In their press release dated September 7, 2011 CTSO pointed out that “severe sepsis and septic shock afflicts more than 1 million people in the United States (U.S.), 1.5 million people in the E.U., and an estimated 18 million people worldwide each year, killing one in every three patients despite the best medical treatment. In the U.S., more die from severe sepsis than from either heart attacks, strokes or any single form of cancer.” Obviously there is a tremendous need for an effective treatment and CTSO has stood by their blood purification technology that can actively remove toxic substances from blood and other bodily fluids by pore capture and absorption.
Essentially what CytoSorb is being billed as is a means to modulate the immune system by removing excessive cytokines, often called “cytokine storm,” in critically-ill patients that can lead to deadly inflammation, multiple organ failure, immune dysfunction, and often death. What makes CytoSorb unique is the fact that it is designed to promote disease recovery rather than simply provide supportive care.
Back in March European regulatory approval was granted to CTSO for CytoSorb, allowing it to be sold throughout the European Union under the CE Mark to be used in cases where cytokines are elevated. CTSO is banking on this approval, hoping to use it as a means of an eventual FDA approval in the United States. But it should be noted that even with the EU approval CTSO is still a distance away from commercializing CytoSorb in Europe as they have recognized the need for “adequate and timely funding, and continued positive results from clinical studies.”
They could take a big step in that direction at the 5th International Congress of the German Sepsis Society taking place September 7-10 where CTSO will exhibit. Dr. Phillip Chan commented about the significance of the event saying it, “attracts approximately 1,000 participants each year” which “include many of the major physician thought leaders from Germany and elsewhere in Europe who treat patients and conduct clinical trials in sepsis and other critical care illnesses every day.” An impressive showing would obviously be a step in the right direction but again, the issues related to the most recent trial could prove problematic.

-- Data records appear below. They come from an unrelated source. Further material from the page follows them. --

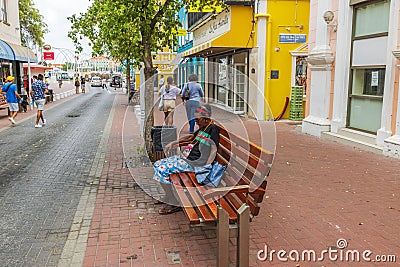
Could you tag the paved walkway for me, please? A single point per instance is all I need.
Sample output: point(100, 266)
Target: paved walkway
point(318, 192)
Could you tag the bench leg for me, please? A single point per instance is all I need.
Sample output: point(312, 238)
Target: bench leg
point(243, 236)
point(223, 238)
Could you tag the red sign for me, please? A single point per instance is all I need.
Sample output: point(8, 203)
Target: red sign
point(48, 55)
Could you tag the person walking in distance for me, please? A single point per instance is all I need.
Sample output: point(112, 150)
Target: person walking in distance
point(83, 84)
point(12, 97)
point(104, 83)
point(39, 89)
point(168, 93)
point(77, 85)
point(192, 94)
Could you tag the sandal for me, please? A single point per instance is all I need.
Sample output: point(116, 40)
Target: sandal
point(169, 209)
point(159, 202)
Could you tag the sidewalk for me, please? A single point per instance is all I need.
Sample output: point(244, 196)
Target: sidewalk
point(67, 89)
point(318, 192)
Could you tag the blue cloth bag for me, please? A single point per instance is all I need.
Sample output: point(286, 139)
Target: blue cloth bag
point(210, 174)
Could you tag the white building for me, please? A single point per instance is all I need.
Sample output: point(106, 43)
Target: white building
point(354, 73)
point(12, 54)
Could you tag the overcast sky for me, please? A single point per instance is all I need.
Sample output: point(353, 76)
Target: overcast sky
point(55, 13)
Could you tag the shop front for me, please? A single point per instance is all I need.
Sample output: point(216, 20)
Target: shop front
point(12, 57)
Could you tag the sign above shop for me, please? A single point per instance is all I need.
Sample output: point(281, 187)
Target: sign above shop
point(292, 38)
point(212, 29)
point(206, 8)
point(48, 55)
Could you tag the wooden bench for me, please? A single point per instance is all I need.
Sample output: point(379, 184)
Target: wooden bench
point(3, 102)
point(237, 199)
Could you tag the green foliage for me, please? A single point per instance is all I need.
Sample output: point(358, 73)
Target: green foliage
point(129, 29)
point(32, 26)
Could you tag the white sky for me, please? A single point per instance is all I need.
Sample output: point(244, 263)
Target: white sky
point(55, 13)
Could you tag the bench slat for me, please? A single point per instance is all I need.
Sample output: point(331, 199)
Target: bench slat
point(198, 200)
point(188, 209)
point(253, 148)
point(231, 212)
point(247, 157)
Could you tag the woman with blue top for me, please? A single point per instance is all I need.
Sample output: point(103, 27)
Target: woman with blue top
point(192, 102)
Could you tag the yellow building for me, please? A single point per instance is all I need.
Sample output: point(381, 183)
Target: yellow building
point(254, 53)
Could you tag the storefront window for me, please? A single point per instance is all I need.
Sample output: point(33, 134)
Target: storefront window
point(371, 24)
point(368, 82)
point(368, 19)
point(221, 79)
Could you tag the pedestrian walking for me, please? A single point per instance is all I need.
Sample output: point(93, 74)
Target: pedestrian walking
point(201, 151)
point(192, 94)
point(77, 85)
point(83, 84)
point(10, 90)
point(168, 94)
point(104, 83)
point(161, 82)
point(39, 89)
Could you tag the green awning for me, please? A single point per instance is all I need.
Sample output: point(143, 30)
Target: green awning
point(6, 51)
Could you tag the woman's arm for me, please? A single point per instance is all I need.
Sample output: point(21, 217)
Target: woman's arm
point(175, 144)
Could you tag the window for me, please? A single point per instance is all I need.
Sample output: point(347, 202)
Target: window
point(4, 10)
point(368, 19)
point(368, 82)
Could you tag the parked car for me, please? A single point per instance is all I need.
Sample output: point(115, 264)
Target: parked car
point(96, 81)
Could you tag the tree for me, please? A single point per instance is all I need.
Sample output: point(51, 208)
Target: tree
point(32, 26)
point(127, 29)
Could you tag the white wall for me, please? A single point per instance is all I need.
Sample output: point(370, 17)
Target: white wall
point(9, 31)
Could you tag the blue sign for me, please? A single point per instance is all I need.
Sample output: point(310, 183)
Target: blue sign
point(292, 38)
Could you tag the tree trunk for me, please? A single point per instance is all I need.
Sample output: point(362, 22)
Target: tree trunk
point(149, 72)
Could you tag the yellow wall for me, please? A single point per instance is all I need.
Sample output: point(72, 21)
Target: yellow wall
point(284, 14)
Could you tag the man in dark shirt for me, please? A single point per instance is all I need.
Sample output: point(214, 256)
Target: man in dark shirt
point(201, 151)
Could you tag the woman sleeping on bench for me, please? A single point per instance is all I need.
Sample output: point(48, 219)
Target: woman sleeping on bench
point(201, 151)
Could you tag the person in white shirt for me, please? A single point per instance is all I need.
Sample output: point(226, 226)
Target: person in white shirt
point(104, 83)
point(169, 92)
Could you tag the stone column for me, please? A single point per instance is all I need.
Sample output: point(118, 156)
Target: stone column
point(342, 69)
point(320, 59)
point(391, 145)
point(262, 51)
point(387, 106)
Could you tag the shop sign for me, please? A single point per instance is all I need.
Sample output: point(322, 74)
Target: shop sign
point(212, 29)
point(374, 78)
point(292, 38)
point(206, 8)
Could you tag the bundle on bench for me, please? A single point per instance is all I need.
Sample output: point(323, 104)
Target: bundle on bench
point(236, 201)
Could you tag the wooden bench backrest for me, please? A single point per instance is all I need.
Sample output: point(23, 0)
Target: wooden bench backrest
point(248, 164)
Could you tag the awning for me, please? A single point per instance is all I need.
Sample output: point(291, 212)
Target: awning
point(6, 51)
point(21, 53)
point(228, 32)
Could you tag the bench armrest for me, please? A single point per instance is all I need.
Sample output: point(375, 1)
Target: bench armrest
point(221, 191)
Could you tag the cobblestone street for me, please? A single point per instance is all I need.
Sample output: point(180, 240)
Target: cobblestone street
point(43, 173)
point(69, 196)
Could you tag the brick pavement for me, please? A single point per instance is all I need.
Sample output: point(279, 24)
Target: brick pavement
point(318, 191)
point(22, 116)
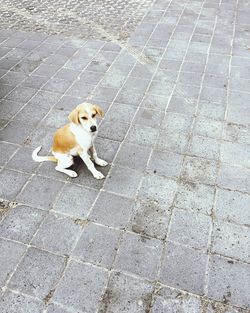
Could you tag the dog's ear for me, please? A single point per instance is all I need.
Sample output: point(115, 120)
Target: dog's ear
point(74, 116)
point(99, 111)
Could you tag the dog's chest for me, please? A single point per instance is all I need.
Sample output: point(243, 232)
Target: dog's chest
point(84, 140)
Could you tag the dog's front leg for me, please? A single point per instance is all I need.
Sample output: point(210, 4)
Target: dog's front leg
point(90, 165)
point(97, 160)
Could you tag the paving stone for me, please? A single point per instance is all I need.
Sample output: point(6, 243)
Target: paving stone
point(21, 223)
point(139, 255)
point(208, 127)
point(234, 177)
point(190, 228)
point(148, 117)
point(172, 141)
point(9, 108)
point(229, 281)
point(65, 233)
point(89, 279)
point(204, 147)
point(11, 183)
point(199, 170)
point(182, 106)
point(157, 188)
point(75, 201)
point(170, 300)
point(150, 219)
point(21, 94)
point(10, 257)
point(232, 206)
point(114, 130)
point(10, 302)
point(97, 245)
point(123, 181)
point(176, 122)
point(165, 163)
point(38, 273)
point(40, 192)
point(142, 135)
point(231, 240)
point(235, 153)
point(196, 197)
point(121, 112)
point(155, 102)
point(133, 156)
point(6, 151)
point(184, 268)
point(126, 294)
point(211, 110)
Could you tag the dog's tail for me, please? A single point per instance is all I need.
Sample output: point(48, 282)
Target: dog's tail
point(37, 158)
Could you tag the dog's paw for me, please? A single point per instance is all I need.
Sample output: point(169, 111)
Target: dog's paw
point(99, 175)
point(101, 162)
point(72, 174)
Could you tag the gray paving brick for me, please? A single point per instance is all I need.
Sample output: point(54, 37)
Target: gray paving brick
point(150, 219)
point(208, 127)
point(229, 281)
point(97, 245)
point(37, 273)
point(133, 156)
point(211, 110)
point(21, 94)
point(142, 135)
point(158, 188)
point(231, 240)
point(90, 279)
point(155, 102)
point(75, 201)
point(114, 130)
point(121, 112)
point(126, 294)
point(181, 105)
point(235, 153)
point(232, 206)
point(127, 97)
point(139, 255)
point(176, 122)
point(65, 233)
point(234, 177)
point(111, 210)
point(165, 163)
point(21, 223)
point(123, 181)
point(173, 141)
point(10, 256)
point(40, 192)
point(6, 151)
point(170, 300)
point(190, 228)
point(11, 183)
point(196, 197)
point(5, 89)
point(10, 302)
point(199, 170)
point(184, 268)
point(204, 147)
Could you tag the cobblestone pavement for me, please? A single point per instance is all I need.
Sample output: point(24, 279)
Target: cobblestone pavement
point(168, 229)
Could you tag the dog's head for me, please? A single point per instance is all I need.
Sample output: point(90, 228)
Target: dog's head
point(85, 115)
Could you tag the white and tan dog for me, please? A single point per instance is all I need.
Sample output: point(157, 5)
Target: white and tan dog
point(76, 138)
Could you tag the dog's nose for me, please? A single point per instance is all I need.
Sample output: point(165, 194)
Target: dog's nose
point(93, 128)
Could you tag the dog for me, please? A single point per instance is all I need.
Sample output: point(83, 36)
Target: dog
point(76, 139)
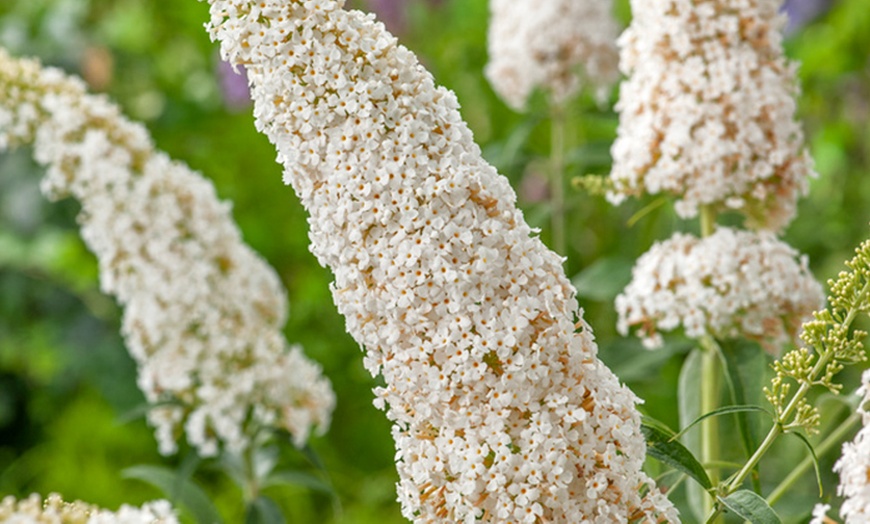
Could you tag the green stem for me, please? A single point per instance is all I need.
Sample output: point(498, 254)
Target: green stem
point(252, 484)
point(708, 221)
point(709, 403)
point(709, 387)
point(786, 414)
point(836, 437)
point(557, 177)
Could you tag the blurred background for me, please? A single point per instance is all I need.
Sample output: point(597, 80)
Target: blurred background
point(68, 398)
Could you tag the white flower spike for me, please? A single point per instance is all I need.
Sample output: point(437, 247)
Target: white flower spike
point(501, 410)
point(202, 312)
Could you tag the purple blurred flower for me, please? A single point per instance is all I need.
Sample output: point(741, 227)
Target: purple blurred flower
point(802, 12)
point(234, 86)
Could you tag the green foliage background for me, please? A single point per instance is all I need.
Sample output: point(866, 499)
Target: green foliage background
point(66, 381)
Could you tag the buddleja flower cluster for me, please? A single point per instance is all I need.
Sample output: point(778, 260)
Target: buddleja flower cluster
point(555, 45)
point(501, 410)
point(729, 284)
point(202, 312)
point(707, 114)
point(854, 466)
point(33, 510)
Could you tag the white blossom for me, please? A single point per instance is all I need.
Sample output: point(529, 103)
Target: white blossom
point(202, 312)
point(854, 466)
point(732, 283)
point(707, 113)
point(820, 514)
point(501, 410)
point(33, 510)
point(555, 45)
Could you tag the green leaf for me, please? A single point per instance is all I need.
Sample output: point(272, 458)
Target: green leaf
point(296, 478)
point(745, 366)
point(725, 410)
point(750, 506)
point(649, 208)
point(661, 447)
point(815, 459)
point(689, 403)
point(263, 510)
point(313, 457)
point(603, 279)
point(180, 491)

Problems are certainly not what CTSO needs at this point as they have seen their research and development costs jump from $352,888 for the three months ended June 30, 2010 to $854,827 for the same period 2011 as well as losses mount, moving from $676,278 for the three-month period 2010 to $1,341,182 during the same period 2011. These costs and losses were certainly expected but they are only palatable if the company is progressing toward commercialization. On that front Chan state dback in August that the company was “on track to begin our controlled market release of CytoSorb™ in Germany next month as we discussed in our shareholder letter in June.” He went on to say, “we expect this phase to take 3-6 months and currently plan an official launch in Germany in early 2012.”
It is certainly getting to the point where CTSO is feeling the pressure to deliver news that will build investor confidence. Right now the company’s cash reserves amount to $3.34 million while they continue to see their losses since inception mount, a figure that currently exceeds $80 million.
CTSO is currently trading around the 0.155 – 0.165 range with heavy trading volume. Back in April they hit their 52-week high of 0.48 but they haven’t been above the 0.30 mark since the middle of that month. Right now they are trailing their 50-day moving average of 0.1941 as well as their 200-day moving average of 0.1799.